Computational Mathematics for Learning and Data Analysis - Project 2019-2020

TRAINING A NEURAL NETWORK WITH NONLINEAR CONJUGATE GRADIENT AND LIMITED-MEMORY BFGS METHODS

ISANet lib has been extended to include the NCG FR/PR/HS and beta+ variants, and the L-BFGS methods.

Abastract

Neural Networks are highly expressive models that have achieved the state of the art performance in many tasks as pattern recognition, natural language processing, and many others. Usually, stochastic momentum methods coupled with the classical Backpropagation algorithm for the gradient computation is used in training a neural network. In recent years several methods have been developed to accelerate the learning convergence of first-order methods such as Classic Momentum, also known as Polyak's heavy ball method, or the Nesterov momentum. This work aims to go beyond the first-order methods and analyse some variants of the nonlinear conjugate gradient (NCG) and a specific case of limited-memory quasi-Newton class called L-BFGS as optimization methods. Them are combined with the use of a line search that respects the strong Wolfe conditions to accelerate the learning processes of a feedforward neural network.

Introduction

This project has been developed during the Computational Mathematics for learning and data analysis course held by Professor Antonio Frangioni and Professor Federico Poloni. The aims were to extend ISANet lib in order to include the NCG FR/PR/HS and beta+ variants, and the L-BFGS methods (as new optimizers) and study the objective function used during the learning phase from a mathematical and optimisation point of view.

All the detalis about the project can be found on the full report here.
ISANet is is open source library and can be found at this link. For more details about the library just visit the repo or explore the docs.

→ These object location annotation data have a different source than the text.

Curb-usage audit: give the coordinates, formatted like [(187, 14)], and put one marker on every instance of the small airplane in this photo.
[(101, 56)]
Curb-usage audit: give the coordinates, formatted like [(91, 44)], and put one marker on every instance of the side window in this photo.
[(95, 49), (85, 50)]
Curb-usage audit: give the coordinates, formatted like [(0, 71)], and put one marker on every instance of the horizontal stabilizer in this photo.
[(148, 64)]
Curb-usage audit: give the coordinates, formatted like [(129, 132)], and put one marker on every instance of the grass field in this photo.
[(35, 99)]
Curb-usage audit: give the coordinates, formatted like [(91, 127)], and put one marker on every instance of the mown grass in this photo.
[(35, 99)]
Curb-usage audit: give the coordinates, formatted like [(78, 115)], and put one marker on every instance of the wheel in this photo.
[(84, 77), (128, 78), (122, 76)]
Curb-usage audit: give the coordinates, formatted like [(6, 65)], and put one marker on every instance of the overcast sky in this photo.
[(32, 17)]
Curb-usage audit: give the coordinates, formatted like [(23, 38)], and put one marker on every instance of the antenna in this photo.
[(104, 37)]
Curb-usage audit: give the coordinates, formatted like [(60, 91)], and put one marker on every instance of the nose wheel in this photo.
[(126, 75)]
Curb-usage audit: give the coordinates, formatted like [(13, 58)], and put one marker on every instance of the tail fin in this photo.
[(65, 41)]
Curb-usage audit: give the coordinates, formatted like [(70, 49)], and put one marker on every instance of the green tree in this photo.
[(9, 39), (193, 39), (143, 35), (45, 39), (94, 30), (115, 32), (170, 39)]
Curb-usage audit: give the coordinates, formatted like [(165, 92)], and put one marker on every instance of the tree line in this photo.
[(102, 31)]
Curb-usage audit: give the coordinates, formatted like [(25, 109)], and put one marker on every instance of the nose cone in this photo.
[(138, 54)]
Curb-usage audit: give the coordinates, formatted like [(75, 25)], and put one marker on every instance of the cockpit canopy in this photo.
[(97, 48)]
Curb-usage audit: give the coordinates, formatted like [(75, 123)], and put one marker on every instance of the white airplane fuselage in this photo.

Here we decided to derive three objective functions from the three MONK dataset and study the convergence at their local minimum with the NCG and L-BFGS. Objective functions built through the following procedure:

A MONK’s training set (1,2,3) is taken, since the features are categorical, the one-hot encoding technique has been applied on them, obtaining 17 binary features.
A fixed network topology: 17 (input units) - 4 (hidden units) - 1 (output unit). The sigmoid activation function has been used on both hidden and output layers.
The objective function is in the form the MSE plus a L2 regularization term. The L2 term allows to keep the objective function continuous and differentiable (property is already given by the sigmoid activation used in the neural network). Moreover, it makes the level set compact, the gradient and the hessian L-continuous. Here the objective function for each Monk dataset i composed by the error and the regularization term with λ = 10−4,

$L_i(w) = E_i(\mathbf{w}) + 10^{-4}\left \| \mathbf{w} \right \|^2,\; \; i \in (1,2,3)$

where E_i is the MSE and 10^-4||w||^2 is the regularization term.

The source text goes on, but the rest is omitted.